S'il n'y avait pas la présence de téléphones portables ainsi qu'une référence au covid, on pourrait se mettre dans l'illusoire confort de penser que l'intrigue se déroule plusieurs décennies avant notre époque. Hélas...
L'histoire a pour cadre un village roumain, bien isolé géographiquement par le delta du Danube, auquel on peut accéder (ou fuir !) que par bateau. Un fils se fait physiquement agresser parce qu'il est homosexuel. Les représentants les plus sacrés de la communauté rurale (les parents, l'autorité politique, l'autorité policière, l'autorité religieuse !) vont très mal réagir... à l'égard de la victime. Ben ouais, déjà, il l'a bien cherché en étant homosexuel, quand même. C'est entièrement lui qui est à blâmer. Ensuite, ce serait dommage que ça s'ébruite, si cela peut éviter au papa de payer une dette, permettre au chef de la police du coin d'obtenir une retraite anticipée et d'épargner un scandale au politicard local, car les deux fils de ce dernier sont les agresseurs...
Une grande qualité que l'on peut reconnaître au cinéma roumain, c'est qu'il ne craint pas du tout d'être frontal et sombre quand il s'agit de mettre en exergue et de dénoncer d'une manière réaliste les lourdes tares de son pays. C'est un cinéma dur et sans emphase. Trois kilomètres jusqu'à la fin du monde d'Emanuel Pârvu (qui fait son entrée dans ma cinéphilie par l'intermédiaire de ce long-métrage !) n'est pas du tout une exception.
Ce n'est pas tant l'agression elle-même qui intéresse le réalisateur (d'ailleurs, on ne la voit pas, ne se traduisant physiquement que par le visage tuméfié et blessé du malheureux !), mais, comme vous l'aurez compris à la lecture des paragraphes précédents, les réactions pas du tout reluisantes qu'elle provoque. Il n'est pas du tout étonnant que le fils ait qu'une seule envie, se barrer de ce lieu encrassé par l'intolérance, ainsi que par les minables compromissions, et ne plus jamais y revenir. Le spectateur (enfin, celui avec un esprit un peu près normalement constitué !) ne peut qu'éprouver le même dégoût.

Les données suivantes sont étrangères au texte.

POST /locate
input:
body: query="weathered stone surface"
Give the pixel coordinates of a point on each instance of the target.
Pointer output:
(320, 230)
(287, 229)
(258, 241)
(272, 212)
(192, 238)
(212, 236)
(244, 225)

Le cadre a beau être superbe (ce que l'on voit surtout lors de la conclusion !), le soleil toujours présent, on a l'impression d'être dans une prison à ciel ouvert, dont on souhaite s'échapper le plus vite possible... Seuls deux personnages secondaires décents empêchent d'étouffer complètement. La scène finale, en plan-séquence fixe, apporte enfin une possibilité de respirer plus que bienvenue.